When I arrived to the Plaza, I was in the middle of a sea of feathers. People surrounded me with costumes of all colors, dazzling spectators with costumes made of sequins, beads, gold, and silver. Feather headdresses adorned the dancers’ heads, extending a meter in each direction. Organized in a group, dancers rattled the instruments on their ankles, dancing for hours at a time. They filled the air with music coming from conch shells, drums, and string instruments. All the while, I stood there awestruck, attempting to drink in all the sites and process all that I was seeing. With incense smoke, floating into the air, I couldn’t help but float away myself. Wow, I thought. I live here now. ¡Qué suerte! ¡Viva México!

the twigster,


PS: There is a tradition to crack cascarones on friends for good luck and shower them with confetti.
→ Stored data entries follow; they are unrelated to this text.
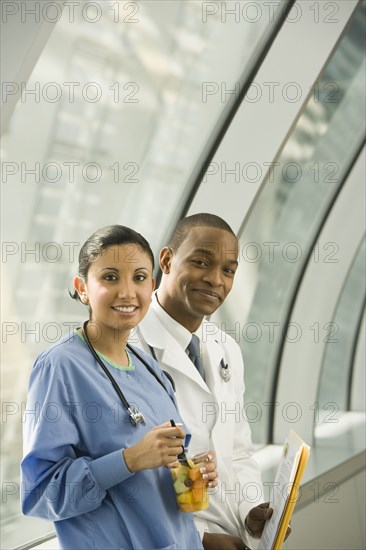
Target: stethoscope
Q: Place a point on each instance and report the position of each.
(225, 370)
(136, 416)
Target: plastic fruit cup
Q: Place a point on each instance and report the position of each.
(189, 486)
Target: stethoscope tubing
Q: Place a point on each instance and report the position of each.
(131, 411)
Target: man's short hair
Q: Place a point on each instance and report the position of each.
(185, 225)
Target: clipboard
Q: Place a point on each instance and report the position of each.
(285, 492)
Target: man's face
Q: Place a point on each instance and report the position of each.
(199, 275)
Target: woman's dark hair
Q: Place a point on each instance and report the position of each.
(103, 238)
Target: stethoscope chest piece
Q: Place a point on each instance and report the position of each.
(225, 371)
(136, 416)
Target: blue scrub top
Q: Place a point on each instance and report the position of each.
(73, 471)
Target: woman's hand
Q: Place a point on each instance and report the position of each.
(208, 470)
(160, 447)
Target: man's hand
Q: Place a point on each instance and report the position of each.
(257, 517)
(218, 541)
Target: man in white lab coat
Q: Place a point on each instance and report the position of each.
(198, 268)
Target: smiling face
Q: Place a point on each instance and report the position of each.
(118, 288)
(198, 276)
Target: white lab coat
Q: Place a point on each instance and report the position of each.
(214, 412)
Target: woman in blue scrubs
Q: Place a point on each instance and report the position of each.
(98, 471)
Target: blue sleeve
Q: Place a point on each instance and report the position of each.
(56, 483)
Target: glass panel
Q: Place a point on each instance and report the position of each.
(110, 125)
(336, 371)
(279, 233)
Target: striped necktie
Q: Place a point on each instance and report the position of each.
(194, 354)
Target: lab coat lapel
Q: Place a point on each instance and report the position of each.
(214, 356)
(168, 352)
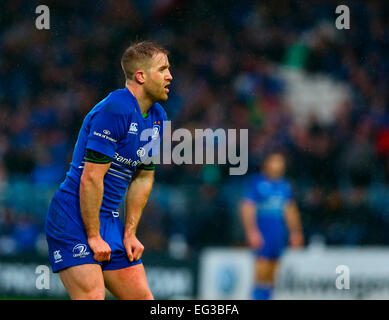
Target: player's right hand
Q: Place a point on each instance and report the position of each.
(255, 239)
(100, 248)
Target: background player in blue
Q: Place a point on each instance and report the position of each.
(270, 216)
(88, 244)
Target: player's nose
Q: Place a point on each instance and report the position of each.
(169, 76)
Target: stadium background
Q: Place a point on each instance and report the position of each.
(279, 68)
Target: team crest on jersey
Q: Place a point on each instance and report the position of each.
(133, 128)
(141, 152)
(80, 251)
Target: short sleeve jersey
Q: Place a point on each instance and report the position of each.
(114, 128)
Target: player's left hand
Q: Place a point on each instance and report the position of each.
(134, 247)
(296, 239)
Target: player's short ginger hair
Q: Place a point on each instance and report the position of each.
(138, 55)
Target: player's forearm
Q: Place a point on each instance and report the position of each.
(136, 198)
(91, 196)
(292, 217)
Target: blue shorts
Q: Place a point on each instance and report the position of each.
(67, 239)
(275, 237)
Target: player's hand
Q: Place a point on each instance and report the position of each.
(296, 239)
(255, 239)
(134, 247)
(101, 249)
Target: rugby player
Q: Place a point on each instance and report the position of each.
(88, 244)
(270, 217)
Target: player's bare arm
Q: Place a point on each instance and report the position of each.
(293, 222)
(91, 196)
(248, 213)
(136, 198)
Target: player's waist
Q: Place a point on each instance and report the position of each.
(109, 206)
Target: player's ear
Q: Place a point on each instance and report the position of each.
(140, 76)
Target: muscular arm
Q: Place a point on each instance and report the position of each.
(136, 199)
(293, 222)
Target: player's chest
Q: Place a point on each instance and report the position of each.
(141, 136)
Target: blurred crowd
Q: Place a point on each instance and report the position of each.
(225, 58)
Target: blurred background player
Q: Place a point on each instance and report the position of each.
(270, 216)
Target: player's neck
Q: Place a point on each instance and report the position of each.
(144, 101)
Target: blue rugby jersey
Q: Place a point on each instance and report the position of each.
(113, 127)
(270, 196)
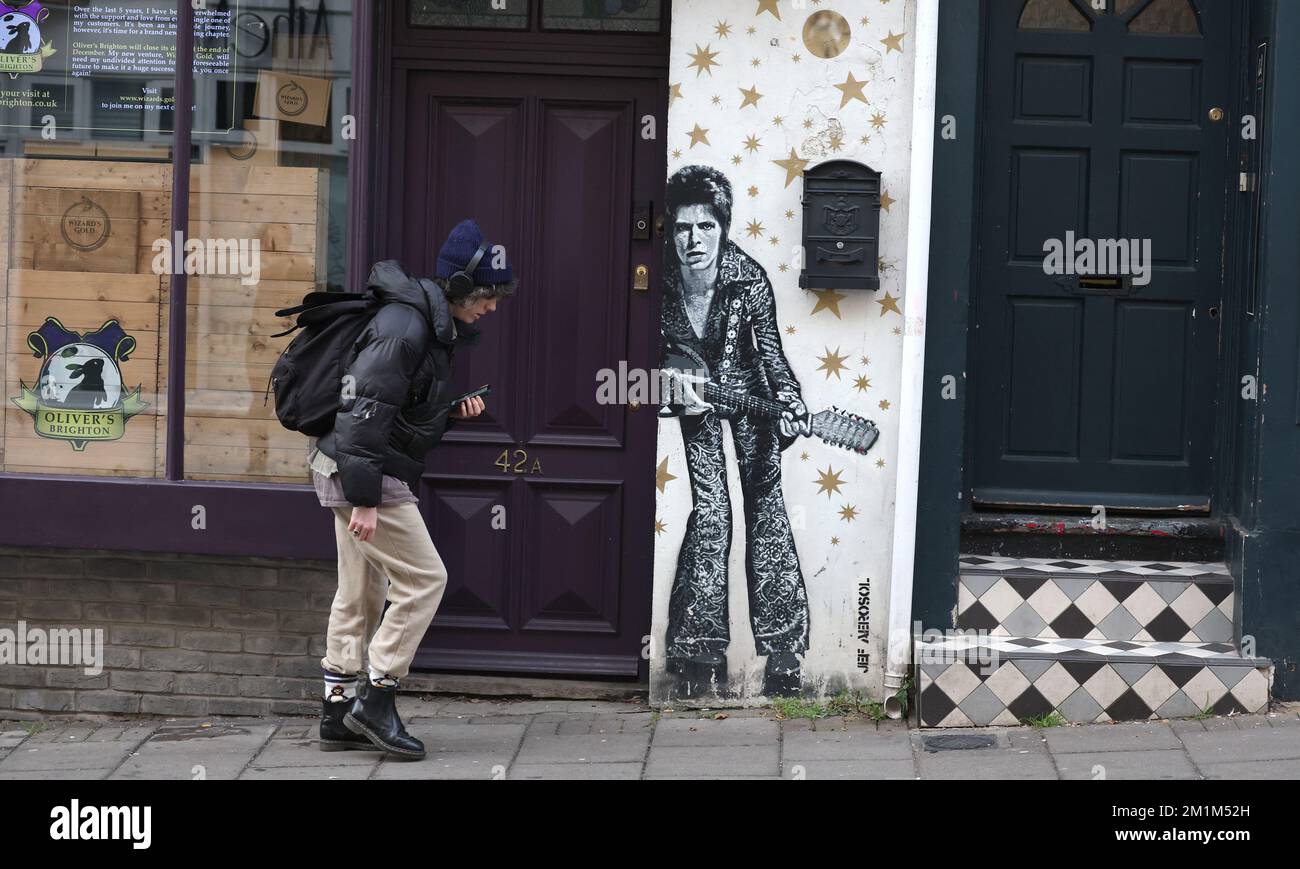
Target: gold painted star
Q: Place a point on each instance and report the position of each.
(793, 167)
(888, 303)
(703, 60)
(852, 90)
(828, 301)
(832, 363)
(828, 481)
(662, 476)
Check out some instructions to make them here. They could be great for your next celebration!

El GRITO (The Cry for Independence)


¡Vivan los héroes que nos dieron patria!

¡Víva Hidalgo!

¡Viva Morelos!

¡Viva Josefa Ortiz de Domínguez!

¡Viva Allende!

¡Vivan Aldama y Matamoros!

¡Viva la independencia nacional!

¡Viva México! ¡Viva México! ¡Viva México!